Japan’s disaster reconstruction minister is expected to resign on Wednesday following his controversial remarks over the 2011 earthquake and tsunami, in a setback for Prime Minister Shinzo Abe, local media reported.
Masahiro Imamura plans to submit his resignation to Abe Wednesday morning, national broadcaster NHK said late Tuesday, adding that Abe had already decided to appoint Masayoshi Yoshino, a veteran politician of Abe’s ruling party, as his successor.
Imamura came under fire after he told a party gathering on Tuesday that it was “a good thing” that the 2011 disaster occurred in northeast Japan.
“If it had been close to the capital zone, there would have been enormous damage,” said Imamura, who later retracted the remarks.
A massive undersea quake on March 11, 2011 sent a tsunami barrelling into the northeast coast, leaving more than 18,500 people dead or missing and sending three reactors into meltdown at the Fukushima nuclear plant.
Abe, attending the same gathering, later apologised “as prime minister” for Imamura’s “extremely inappropriate remarks that hurt people from the northeast.”

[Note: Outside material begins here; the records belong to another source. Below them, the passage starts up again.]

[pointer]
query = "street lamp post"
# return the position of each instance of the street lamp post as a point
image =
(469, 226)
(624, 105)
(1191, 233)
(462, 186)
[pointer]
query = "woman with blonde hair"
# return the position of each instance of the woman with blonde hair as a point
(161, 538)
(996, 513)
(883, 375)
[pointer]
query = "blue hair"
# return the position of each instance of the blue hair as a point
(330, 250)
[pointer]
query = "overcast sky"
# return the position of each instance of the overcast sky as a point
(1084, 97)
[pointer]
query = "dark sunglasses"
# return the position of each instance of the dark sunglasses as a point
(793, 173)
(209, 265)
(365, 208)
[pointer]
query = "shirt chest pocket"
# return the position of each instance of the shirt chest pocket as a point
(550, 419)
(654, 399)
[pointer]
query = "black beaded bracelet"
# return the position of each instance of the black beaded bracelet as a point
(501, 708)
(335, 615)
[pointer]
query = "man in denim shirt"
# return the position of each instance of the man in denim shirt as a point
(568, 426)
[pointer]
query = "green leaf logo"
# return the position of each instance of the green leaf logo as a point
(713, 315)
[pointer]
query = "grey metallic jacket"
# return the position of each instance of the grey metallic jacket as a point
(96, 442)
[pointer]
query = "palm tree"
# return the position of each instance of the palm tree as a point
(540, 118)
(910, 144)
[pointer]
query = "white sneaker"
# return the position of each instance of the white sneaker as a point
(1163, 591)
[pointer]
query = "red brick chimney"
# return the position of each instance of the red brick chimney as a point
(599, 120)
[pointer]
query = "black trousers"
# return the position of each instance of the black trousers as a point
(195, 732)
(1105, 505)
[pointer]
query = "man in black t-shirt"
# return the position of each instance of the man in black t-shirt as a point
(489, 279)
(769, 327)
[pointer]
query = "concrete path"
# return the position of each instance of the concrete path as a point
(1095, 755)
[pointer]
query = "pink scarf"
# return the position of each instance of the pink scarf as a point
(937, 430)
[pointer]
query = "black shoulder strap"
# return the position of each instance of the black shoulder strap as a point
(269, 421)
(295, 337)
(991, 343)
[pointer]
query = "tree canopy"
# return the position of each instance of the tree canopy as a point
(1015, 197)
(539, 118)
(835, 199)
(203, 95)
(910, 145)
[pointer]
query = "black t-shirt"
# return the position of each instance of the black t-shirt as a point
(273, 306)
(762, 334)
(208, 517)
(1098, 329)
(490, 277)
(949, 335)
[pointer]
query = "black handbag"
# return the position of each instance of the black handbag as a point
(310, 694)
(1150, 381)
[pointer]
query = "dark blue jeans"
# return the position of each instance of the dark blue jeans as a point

Imamura’s latest gaffe drew criticism from the opposition, with the Democratic Party demanding his immediate resignation.
Earlier this month Imamura also came under criticism after he said people who had not returned to areas of Fukushima recognised by the government as safe to live in are “responsible for themselves.”
He then ousted the journalist whose question led to the remarks at a news conference, shouting: “Get out.”
Abe’s approval rating has recently fallen sharply, as scandals erode public confidence in a government now in its fifth year.
He took power in December 2012 on the back of widespread frustration with the previous administration’s handling of the 2011 nuclear disaster and perceived mismanagement of ties with key ally the United States.
Abe vowed to revive the world’s third-largest economy by ending years of on-and-off deflation and pursue his pet project of amending Japan’s post-war pacificist constitution that bans it from use of force except in the strictest sense of self-defence.
But he has been forced to deny connections with a nationalistic school operator whose purchase of state land to build a primary school at a huge discount has drawn allegations of shady dealings.